《MUMEI》

ガ「が、ガキがあああぁぁ!!」
ロ「シド様!!」


怒り狂ったように剣を抜き振りかぶってきた。
ロイドは焦ったように叫んだが俺は手を前に出
し防御壁を出して防いだ。弾かれたことに初め
は動揺していたが直ぐにわめきながら剣を振り
回してきた。


「悲しいな。血の繋がった親族よりも血の繋が
らない家族の方がよっぽど家族らしいとはね」
ガ「誰が貴様なんぞと!庶子が王家に入るなど
高貴な帝国の血が汚れるわ!!」
「その高貴な血に苦しめられるくらいなら血が
汚れようとマシさ……それにウザイ」
ガ「っ!?」


手を動かして魔法でガーディスの動きを止め、
その拍子に落としたガーディスの剣を掴みガー
ティスの首もとに添えた。


「ゼス、お前ならこの男をどうする」
ゼ「殺す」
ガ「…ひっ」
ゼ「……と言いたいところだがそれだとそいつ
と同じになっちまうからな。アンタの好きにし
ろよ」
「そうか」


ゼスの答えに満足した俺は手をガーディスの頭
にのせた。


ガ「なっ何…を……」


気絶して倒れたガーディスを反対派の者にどこ
かの町か村の近くに捨ててくるよう伝え託した。


ゼ「何をしたんだ?」
「記憶を消したんだ。

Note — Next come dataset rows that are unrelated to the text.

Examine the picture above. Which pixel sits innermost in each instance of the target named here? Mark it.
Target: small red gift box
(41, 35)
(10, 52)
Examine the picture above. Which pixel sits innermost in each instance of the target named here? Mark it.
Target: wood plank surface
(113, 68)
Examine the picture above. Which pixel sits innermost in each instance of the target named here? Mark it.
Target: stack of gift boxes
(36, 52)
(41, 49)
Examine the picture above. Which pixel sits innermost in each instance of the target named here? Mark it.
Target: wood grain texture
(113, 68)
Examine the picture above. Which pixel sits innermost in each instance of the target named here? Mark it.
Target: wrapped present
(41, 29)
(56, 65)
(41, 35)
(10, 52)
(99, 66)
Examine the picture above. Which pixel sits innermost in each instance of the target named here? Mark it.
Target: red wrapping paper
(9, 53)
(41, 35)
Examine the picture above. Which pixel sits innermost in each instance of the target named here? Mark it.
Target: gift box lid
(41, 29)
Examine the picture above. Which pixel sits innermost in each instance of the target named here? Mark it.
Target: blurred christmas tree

少しは立派な人間になっ
てほしいからな」
ロ「シド様は優しいです。そして甘い」
「分かってる。だが甘いからこそ見える部分も
ある。それに俺が甘いのはコルノ村とロイド以
外の帝国の者だけだよ」
ロ「なるほど……って私以外ってどういうこと
ですか!?」
「お前は俺が命じない限りずっと敬語な。勝手
にため口言ったら罰ゲームな」
ロ「そ、そんな!?」
ゼ「……(なんとなくロイドの立ち位置分かっ
たわ)」


城の正面に当たるテラスに出ると一般階級と一
部の貴族階級の人達が城の正面に集まっている
のが見えた。何人かの人が俺を見つけ指を指し
ていた。俺は彼らに笑みを浮かべ、魔法で花び
らを出して舞い降らせた。その瞬間、一斉に歓
声が上がり、涙を浮かばせ抱き合っている者も
いた。


後ろからロイドやゼス、着いてきていた反対派
の者達がゾロゾロと出て、それぞれ仲間に手を
振っていた。


「我が名はシドヴィルグ・リドル・ディオマテ
ィス!今日よりディオマティス帝国の皇帝とな
ることをこの場で宣言する!!」


帝国は十数年の笑顔に包まれ、人々はこの日を
帝国革命日として毎年盛大に祝う事になる。